Ni que decir tiene, que el visionado de THE LOVE PARADE proporciona no pocos elementos de interés. Se aprecia el interés del realizador por proporcionar al conjunto una patina de ironía y puro sentido del humor, que en ocasiones llegan a bordear la frontera del ya señalado slapstick. Esas carreras de Rennard y Luoise por las grandes escaleras del palacio, el recurso al enfrentamiento de los criados de ambos en el momento en que sus amos se enfrentan –y, con ellos, los perros de los dos esposos-, los toques absurdos que adquiere el comportamiento de los caducos gobernantes, esos espectadores que aplaudirán de manera inesperada a Rennard cuando este acuda ya sin esperársele, al palco de la ópera. Episodios tan divertidos como el que se desarrolla antes de la ceremonia de esponsal entre ambos, con la aparición de diversos rasgos que harán intuir a Rennard en la mala suerte de la conversión en esposo –y nos permitirá un impagable “cameo” del gran Ben Turpin, haciendo de mayordomo bizco-, son detalles que provocan la ironía y la sonrisa, en un relato que, en última instancia, se define como una muestra repentina de la denominada “guerra de los sexos”, aunque mostrando en ella un prisma especial, ya que lo que se dirime es la rebelión del macho sobre el dominio de la hembra.
Curiosa perspectiva que proporciona un elemento de singularidad a una película que pese a su considerable diseño de producción –aunque quizá dicha circunstancia haya que ubicarla en el debe del resultado-, no deja de resentirse del excesivo respeto al original escénico del que procede.
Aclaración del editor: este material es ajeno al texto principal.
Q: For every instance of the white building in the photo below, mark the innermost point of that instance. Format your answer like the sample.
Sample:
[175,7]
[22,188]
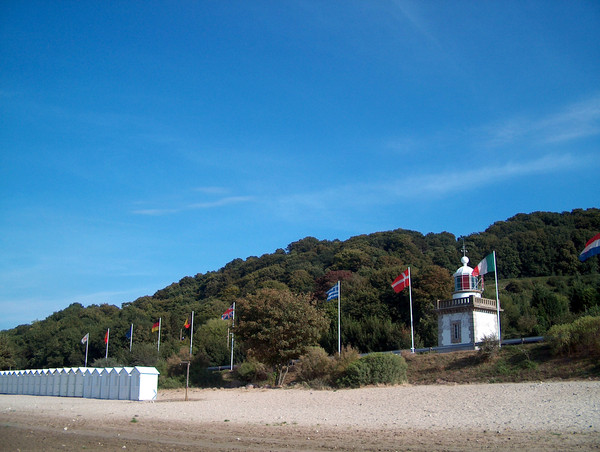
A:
[466,318]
Si bien es cierto que Lubitsch iría desmarcándose de los mismos en posteriores incursiones en el subgénero, en esta no se distancia lo suficiente de los convencionalismos kitsch de no pocos de sus episodios, de sus convenciones escénicas, o de la excesiva recurrencia a un intérprete cargante como Maurice Chevalier y su molestísimo repertorio de sonrisas –otra cuestión es la naturalidad que desprende su oponente femenina, Jeannette McDonald-. Pese a esas constantes fugas humorísticas, hay que admitir que Lubitsch no es capaz aquí de evadirse de una serie de convenciones que lastran el conjunto, hasta tal punto que por momentos se tiene el deseo de que entren en sus imágenes aquellos célebres y belicosos Marx Brothers de DUCK SOUP (Sopa de ganso, 1933. Leo McCarey). Creo que con ello queda dicho todo.